Lecture Notes: Olfactory System and Sense of Smell

Importance of Smell in Taste

• Smell and Taste Connection:
  • When experiencing a cold, the nose becomes stuffy, impacting the ability to taste.
  • Eating involves breaking down cellular components that release molecules, traveling through the throat and into the nose.
  • The sense of smell complements the sense of taste, enriching flavors.
• Effect of Losing Smell:
  • Without smell, reliance is solely on taste, reducing the richness of flavors.
  • Experiment: Close your nose while eating to notice the difference in taste.

Anatomy of the Olfactory System

• Olfactory Epithelium:

  • Located in the nasal passage, not visible externally.
  • Functions as a region where smell-related processes begin.

• Cribriform Plate:

  • A bone that separates the olfactory epithelium from the brain.

• Olfactory Bulb:

  • An extension from the brain situated above the cribriform plate.
  • Composed of a bundle of nerves that project through the cribriform plate into the olfactory epithelium.

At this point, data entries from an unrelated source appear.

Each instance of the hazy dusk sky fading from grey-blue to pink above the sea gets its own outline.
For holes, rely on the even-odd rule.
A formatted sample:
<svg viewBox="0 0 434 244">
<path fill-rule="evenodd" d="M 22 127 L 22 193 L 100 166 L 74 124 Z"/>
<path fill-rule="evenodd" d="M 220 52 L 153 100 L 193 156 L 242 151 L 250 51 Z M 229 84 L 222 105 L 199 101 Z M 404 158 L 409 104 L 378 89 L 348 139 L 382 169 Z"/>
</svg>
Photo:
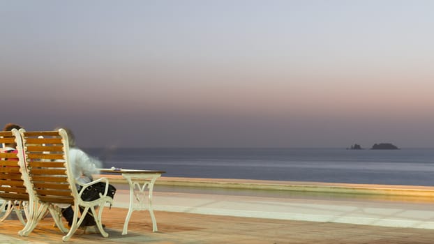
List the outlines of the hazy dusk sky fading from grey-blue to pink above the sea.
<svg viewBox="0 0 434 244">
<path fill-rule="evenodd" d="M 85 147 L 434 147 L 433 10 L 0 0 L 0 124 Z"/>
</svg>

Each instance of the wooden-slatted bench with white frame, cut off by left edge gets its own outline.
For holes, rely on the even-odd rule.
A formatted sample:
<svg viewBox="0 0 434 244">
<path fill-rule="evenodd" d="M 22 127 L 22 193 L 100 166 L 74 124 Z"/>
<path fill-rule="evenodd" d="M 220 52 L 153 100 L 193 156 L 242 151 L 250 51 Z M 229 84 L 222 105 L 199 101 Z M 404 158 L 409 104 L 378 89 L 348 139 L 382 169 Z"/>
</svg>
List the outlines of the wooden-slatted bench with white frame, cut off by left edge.
<svg viewBox="0 0 434 244">
<path fill-rule="evenodd" d="M 0 144 L 21 144 L 21 137 L 17 130 L 15 134 L 11 131 L 0 131 Z M 20 222 L 26 224 L 29 218 L 28 201 L 22 170 L 26 170 L 24 160 L 20 160 L 17 151 L 6 152 L 0 148 L 0 222 L 6 220 L 10 213 L 15 212 Z M 22 153 L 22 152 L 21 152 Z M 24 211 L 25 219 L 22 216 Z"/>
</svg>

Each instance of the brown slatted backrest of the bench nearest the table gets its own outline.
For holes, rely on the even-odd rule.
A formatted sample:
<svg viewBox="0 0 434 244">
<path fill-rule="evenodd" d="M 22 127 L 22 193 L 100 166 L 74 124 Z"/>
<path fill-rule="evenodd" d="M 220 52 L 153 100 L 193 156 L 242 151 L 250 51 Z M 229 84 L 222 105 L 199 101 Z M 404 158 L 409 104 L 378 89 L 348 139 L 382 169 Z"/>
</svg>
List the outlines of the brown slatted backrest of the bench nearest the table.
<svg viewBox="0 0 434 244">
<path fill-rule="evenodd" d="M 68 136 L 64 130 L 26 132 L 20 130 L 30 186 L 35 199 L 54 204 L 74 204 L 66 167 Z"/>
</svg>

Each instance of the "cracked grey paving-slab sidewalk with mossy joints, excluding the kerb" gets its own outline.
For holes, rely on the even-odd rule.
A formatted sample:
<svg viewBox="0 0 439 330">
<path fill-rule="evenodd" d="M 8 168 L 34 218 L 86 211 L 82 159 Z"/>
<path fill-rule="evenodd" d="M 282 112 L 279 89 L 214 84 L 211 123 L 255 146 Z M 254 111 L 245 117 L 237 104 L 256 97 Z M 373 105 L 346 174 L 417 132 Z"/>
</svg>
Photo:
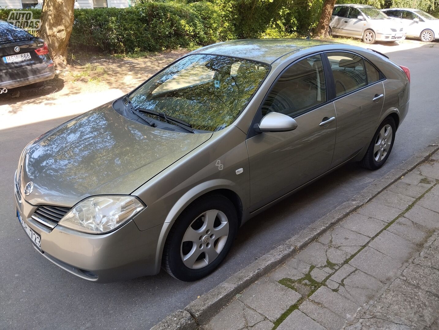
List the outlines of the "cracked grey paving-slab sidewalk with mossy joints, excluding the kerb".
<svg viewBox="0 0 439 330">
<path fill-rule="evenodd" d="M 439 152 L 200 329 L 439 329 L 438 183 Z"/>
</svg>

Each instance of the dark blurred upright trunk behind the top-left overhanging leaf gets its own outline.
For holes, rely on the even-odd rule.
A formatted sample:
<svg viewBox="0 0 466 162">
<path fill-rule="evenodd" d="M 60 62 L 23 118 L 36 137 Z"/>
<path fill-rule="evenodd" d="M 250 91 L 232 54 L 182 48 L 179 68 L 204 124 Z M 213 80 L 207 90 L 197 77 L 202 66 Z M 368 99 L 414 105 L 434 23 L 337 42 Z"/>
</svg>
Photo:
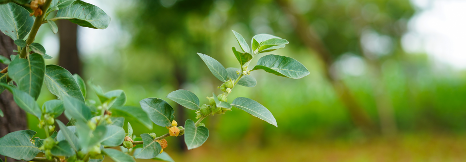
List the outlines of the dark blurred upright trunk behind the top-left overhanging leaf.
<svg viewBox="0 0 466 162">
<path fill-rule="evenodd" d="M 67 69 L 71 74 L 83 77 L 81 60 L 78 55 L 78 25 L 68 20 L 58 20 L 58 32 L 60 37 L 58 65 Z M 64 114 L 61 114 L 58 120 L 63 123 L 69 121 Z"/>
</svg>

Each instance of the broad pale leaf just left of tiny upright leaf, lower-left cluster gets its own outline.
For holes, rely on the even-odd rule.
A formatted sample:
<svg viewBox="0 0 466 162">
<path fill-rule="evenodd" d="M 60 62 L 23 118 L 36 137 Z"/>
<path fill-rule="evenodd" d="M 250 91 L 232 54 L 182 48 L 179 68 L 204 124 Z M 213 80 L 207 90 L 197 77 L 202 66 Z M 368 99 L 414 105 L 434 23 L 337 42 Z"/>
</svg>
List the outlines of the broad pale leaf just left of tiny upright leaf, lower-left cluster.
<svg viewBox="0 0 466 162">
<path fill-rule="evenodd" d="M 102 145 L 105 146 L 120 146 L 125 139 L 125 130 L 118 126 L 105 126 L 107 128 L 107 132 L 103 136 L 101 140 Z"/>
</svg>

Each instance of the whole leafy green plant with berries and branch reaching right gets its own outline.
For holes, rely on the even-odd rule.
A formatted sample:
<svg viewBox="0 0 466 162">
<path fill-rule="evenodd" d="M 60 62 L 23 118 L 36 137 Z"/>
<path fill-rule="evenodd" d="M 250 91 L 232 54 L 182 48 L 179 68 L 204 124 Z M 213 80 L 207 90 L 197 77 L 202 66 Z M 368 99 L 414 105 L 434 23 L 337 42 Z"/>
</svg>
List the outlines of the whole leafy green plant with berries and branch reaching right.
<svg viewBox="0 0 466 162">
<path fill-rule="evenodd" d="M 260 103 L 245 97 L 235 98 L 232 103 L 227 100 L 235 86 L 256 85 L 256 80 L 250 76 L 251 71 L 262 69 L 293 79 L 309 74 L 295 59 L 272 54 L 260 58 L 257 65 L 248 70 L 254 56 L 284 48 L 288 41 L 258 34 L 252 38 L 250 47 L 239 33 L 233 31 L 242 50 L 232 48 L 240 68 L 225 68 L 214 58 L 198 53 L 214 76 L 223 82 L 218 86 L 221 94 L 217 96 L 214 92 L 203 105 L 188 90 L 168 94 L 167 98 L 197 113 L 196 122 L 188 119 L 185 128 L 178 127 L 173 108 L 163 99 L 145 98 L 140 101 L 141 107 L 125 106 L 126 94 L 122 90 L 104 93 L 100 86 L 90 81 L 87 87 L 93 89 L 98 100 L 86 99 L 86 84 L 80 76 L 72 75 L 58 65 L 45 65 L 44 59 L 51 57 L 40 44 L 34 43 L 34 38 L 44 23 L 56 33 L 57 26 L 53 21 L 58 19 L 95 29 L 105 29 L 110 23 L 110 17 L 99 7 L 81 0 L 0 0 L 0 30 L 14 40 L 15 52 L 19 53 L 19 56 L 12 55 L 11 61 L 0 58 L 8 65 L 0 73 L 0 92 L 11 91 L 18 106 L 39 119 L 38 127 L 43 128 L 47 136 L 45 139 L 34 137 L 36 132 L 33 130 L 9 133 L 0 138 L 1 155 L 35 162 L 102 162 L 104 157 L 116 162 L 135 162 L 134 158 L 173 161 L 163 152 L 167 146 L 166 137 L 184 134 L 188 149 L 199 147 L 209 136 L 202 120 L 209 115 L 231 111 L 232 107 L 277 126 L 272 113 Z M 58 99 L 46 101 L 40 107 L 36 99 L 44 82 Z M 54 119 L 62 113 L 70 120 L 67 125 Z M 3 117 L 1 111 L 0 116 Z M 125 117 L 135 119 L 150 130 L 152 123 L 166 127 L 168 133 L 158 137 L 155 133 L 137 137 L 133 135 L 130 123 L 127 132 L 123 129 Z M 60 131 L 54 131 L 55 124 Z M 121 151 L 111 148 L 118 146 Z"/>
</svg>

• Olfactory Sensory Neurons:

  • Nerve projections with receptors sensitive to specific molecules.
  • Thousands of neurons send signals through the cribriform plate to the olfactory bulb.

Sensory Processing

• Receptors and Molecules:

  • Each receptor is sensitive to a particular type of molecule. E.g., benzene rings are aromatic and detectable by smell.
  • Molecules bind to receptors, triggering a cascade of cellular events.

• Action Potential and Signal Transmission:

  • Binding of molecules causes receptors to induce action potentials.
  • Action potentials travel to the olfactory bulb, synapsing onto a glomerulus.
  • Glomerulus serves as a convergence point for sensory neurons sensitive to the same molecule.

Signal Pathways and Organization

• Mitral/Tufted Cells:

  • Synapse at the glomerulus to transmit signals to the brain.
  • Single cell projections are more efficient than multiple neuron projections to the brain.

• Receptor Specificity and Diversity:

  • Different receptors and glomeruli correspond to different molecular structures (e.g., single vs. double benzene rings).
  • Each type of receptor cell synapses at a specific glomerulus.

Molecular Binding and Signal Cascade

• G Protein-Coupled Receptors (GPCRs):
  • Odor molecule binding leads to GPCR activation.
  • Activation results in G protein disassociation and intracellular cascade.
  • Causes ion channels to open, allowing ion influx and depolarization.
  • Depolarization triggers action potential transmission to the brain.

Summary

• Odor molecules bind to GPCRs, initiating a signal cascade that results in action potentials reaching the brain.
• The organized pathway from molecule binding to brain perception highlights the complexity and efficiency of the olfactory system.